Sono 30 i centri dov’è tutto fermo Nelle frazioni 12 schede nel 2019

L’AQUILA. Acciano, Barete, Barisciano, Castel del Monte, Campotosto, Capestrano, Caporciano, Carapelle Calvisio, Castel di Ieri, Castelvecchio Calvisio, Castelvecchio Subequo, Fagnano Alto, Fossa,...

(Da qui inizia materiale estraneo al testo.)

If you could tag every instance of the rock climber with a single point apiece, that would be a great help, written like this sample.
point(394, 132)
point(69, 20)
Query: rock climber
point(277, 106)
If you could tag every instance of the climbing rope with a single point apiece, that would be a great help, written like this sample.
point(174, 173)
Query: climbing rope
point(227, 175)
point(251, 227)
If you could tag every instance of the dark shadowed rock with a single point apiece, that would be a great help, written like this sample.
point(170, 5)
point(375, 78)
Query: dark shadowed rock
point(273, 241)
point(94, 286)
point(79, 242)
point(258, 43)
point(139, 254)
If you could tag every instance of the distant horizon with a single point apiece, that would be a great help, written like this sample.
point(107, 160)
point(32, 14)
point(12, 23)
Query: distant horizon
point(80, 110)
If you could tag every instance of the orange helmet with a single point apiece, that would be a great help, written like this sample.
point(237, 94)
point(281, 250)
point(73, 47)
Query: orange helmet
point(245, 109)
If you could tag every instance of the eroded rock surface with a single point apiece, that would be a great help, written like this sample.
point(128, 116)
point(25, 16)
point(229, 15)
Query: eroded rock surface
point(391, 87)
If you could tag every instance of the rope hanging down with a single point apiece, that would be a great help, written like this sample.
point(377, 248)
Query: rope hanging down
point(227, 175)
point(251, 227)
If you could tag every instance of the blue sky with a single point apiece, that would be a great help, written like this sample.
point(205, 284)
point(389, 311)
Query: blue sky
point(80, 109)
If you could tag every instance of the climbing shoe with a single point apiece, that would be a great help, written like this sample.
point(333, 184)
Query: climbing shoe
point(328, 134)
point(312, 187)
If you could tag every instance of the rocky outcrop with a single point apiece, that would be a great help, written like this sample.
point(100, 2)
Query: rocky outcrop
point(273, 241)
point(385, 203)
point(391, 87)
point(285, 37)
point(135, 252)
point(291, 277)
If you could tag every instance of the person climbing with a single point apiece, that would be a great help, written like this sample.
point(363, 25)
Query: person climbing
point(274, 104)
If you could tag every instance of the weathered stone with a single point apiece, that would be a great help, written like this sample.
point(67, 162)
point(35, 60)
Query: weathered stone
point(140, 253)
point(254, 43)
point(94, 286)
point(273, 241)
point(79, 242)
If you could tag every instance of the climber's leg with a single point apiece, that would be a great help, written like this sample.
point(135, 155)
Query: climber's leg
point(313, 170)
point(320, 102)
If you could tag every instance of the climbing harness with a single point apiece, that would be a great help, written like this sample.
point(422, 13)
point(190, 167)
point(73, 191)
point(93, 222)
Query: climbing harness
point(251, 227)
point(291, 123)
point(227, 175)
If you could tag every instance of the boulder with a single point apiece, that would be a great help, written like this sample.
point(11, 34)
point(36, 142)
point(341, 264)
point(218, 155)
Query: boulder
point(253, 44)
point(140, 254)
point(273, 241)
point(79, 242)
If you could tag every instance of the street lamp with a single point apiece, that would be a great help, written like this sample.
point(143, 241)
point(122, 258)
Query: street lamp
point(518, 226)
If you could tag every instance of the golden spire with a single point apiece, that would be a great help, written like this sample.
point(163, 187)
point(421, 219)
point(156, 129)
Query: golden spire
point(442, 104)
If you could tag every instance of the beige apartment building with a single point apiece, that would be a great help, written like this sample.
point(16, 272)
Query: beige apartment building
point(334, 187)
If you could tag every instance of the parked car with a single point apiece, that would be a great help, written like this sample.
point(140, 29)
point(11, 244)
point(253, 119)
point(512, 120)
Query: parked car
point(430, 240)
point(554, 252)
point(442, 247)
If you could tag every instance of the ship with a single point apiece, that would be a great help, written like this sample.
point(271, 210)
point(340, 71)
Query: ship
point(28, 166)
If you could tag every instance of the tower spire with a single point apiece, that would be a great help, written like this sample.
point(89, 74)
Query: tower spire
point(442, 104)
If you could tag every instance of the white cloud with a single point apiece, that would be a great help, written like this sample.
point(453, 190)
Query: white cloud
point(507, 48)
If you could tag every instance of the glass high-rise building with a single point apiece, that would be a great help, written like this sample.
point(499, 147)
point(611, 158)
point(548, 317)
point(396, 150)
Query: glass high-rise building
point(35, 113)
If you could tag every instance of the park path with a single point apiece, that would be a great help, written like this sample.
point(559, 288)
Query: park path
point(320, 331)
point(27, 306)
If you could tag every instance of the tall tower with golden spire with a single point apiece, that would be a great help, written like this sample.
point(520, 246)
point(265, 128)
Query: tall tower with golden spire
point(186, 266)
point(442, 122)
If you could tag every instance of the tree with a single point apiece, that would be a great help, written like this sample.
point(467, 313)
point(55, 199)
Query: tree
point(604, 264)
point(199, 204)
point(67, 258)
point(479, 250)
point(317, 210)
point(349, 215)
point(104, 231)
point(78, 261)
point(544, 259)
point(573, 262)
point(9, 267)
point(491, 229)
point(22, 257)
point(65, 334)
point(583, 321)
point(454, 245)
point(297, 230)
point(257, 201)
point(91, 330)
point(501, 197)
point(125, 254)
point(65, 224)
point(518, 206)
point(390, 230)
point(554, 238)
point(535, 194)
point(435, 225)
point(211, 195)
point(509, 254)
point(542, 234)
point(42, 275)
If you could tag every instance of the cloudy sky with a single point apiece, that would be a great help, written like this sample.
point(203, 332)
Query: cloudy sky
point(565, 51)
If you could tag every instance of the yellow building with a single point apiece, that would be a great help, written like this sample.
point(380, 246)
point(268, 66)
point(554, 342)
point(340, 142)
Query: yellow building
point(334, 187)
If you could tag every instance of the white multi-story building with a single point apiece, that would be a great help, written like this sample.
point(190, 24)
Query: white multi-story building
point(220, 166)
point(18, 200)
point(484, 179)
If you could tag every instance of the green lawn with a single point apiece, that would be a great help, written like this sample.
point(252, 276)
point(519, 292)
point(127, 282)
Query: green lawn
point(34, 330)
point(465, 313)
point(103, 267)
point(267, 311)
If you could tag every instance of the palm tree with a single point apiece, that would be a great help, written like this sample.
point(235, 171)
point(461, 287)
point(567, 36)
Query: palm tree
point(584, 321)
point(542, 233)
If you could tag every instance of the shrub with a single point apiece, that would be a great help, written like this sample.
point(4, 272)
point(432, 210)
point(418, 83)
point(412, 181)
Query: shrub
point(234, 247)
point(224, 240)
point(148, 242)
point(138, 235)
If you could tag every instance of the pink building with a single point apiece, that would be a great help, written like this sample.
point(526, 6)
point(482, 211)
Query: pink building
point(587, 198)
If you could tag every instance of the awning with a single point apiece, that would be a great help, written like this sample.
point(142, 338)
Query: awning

L’AQUILA. Acciano, Barete, Barisciano, Castel del Monte, Campotosto, Capestrano, Caporciano, Carapelle Calvisio, Castel di Ieri, Castelvecchio Calvisio, Castelvecchio Subequo, Fagnano Alto, Fossa, Lucoli, Navelli, Ocre, Ofena, Pizzoli, Prata d’Ansidonia, Rocca di Cambio, Rocca di Mezzo, San Demetrio ne’ Vestini, San Pio delle Camere, Sant’Eusanio Forconese, Santo Stefano di Sessanio, Scoppito, Tione, Tornimparte, Villa Sant’Angelo e Villa Santa Lucia. Sono i paesi dell’Aquilano colpiti dal terremoto del 2009, dove la ricostruzione o non è partita oppure, nel migliore dei casi, va molto a rilento. E non per colpa dei sindaci, ma in particolare della burocrazia e dei soldi. I finanziamenti per i paesi, infatti, arrivano con il contagocce, dove questo accade. È una parte della ricostruzione completamente dimenticata.
E a questi vanno aggiunti i paesi colpiti dai terremoti del 2016 e 2017, quali quelli dell’Alta Valle dell’Aterno, come Montereale. Paesi, però, non sono soltanto quelli che hanno un Comune, ma anche le frazioni. La più grande del territorio aquilano è Paganica, dove qualcosa si sta muovendo, ma è troppo poco rispetto a quanto c’è da fare. Così come le varie frazioni di Roio dove, nonostante ci siano alcune situazioni di notevole importanza per la città, quali la pineta – con i problemi delle antenne – e l’Università, dove prima c’era la facoltà di Ingegneria proprio accanto alla pineta di Roio, la ricostruzione è al palo.
Nei paesi e nelle frazioni ci sono molte seconde case e questo sta frenando il passo della ricostruzione. Al punto che il responsabile dell’Usrc, Raffaello Fico, è in contatto con il sottosegretario alla Ricostruzione, Vito Crimi, per cambiare la normativa sulle seconde case, in modo da finanziare solo la parte struttura – nel caso di accordo con i proprietari che volessero disfarsi dell’abitazione – e permettere la vendita degli edifici anche soltanto con l’approvazione del progetto, in modo da facilitare il mercato e l’acquisto da parte di chi potrebbe essere interessato a comprare una casa nei paesi intorno all’Aquila. Questi, perché molti proprietari non torneranno a riabitare le seconde case e sarebbe così anche un inutile spreco di denaro. Nell’ultima infornata di schede parametriche, soltanto 12 hanno riguardato le frazioni di Arischia, Paganica, San Benedetto di Bagno, Poggio di Roio, Onna, San Gregorio, Bazzano, Roio Piano e Camarda. Con questa lentezza i più pessimisti prevedono che forse ci vorranno dai 20 ai 30 anni per ricostruire frazioni e paesi completamente.(v.p.)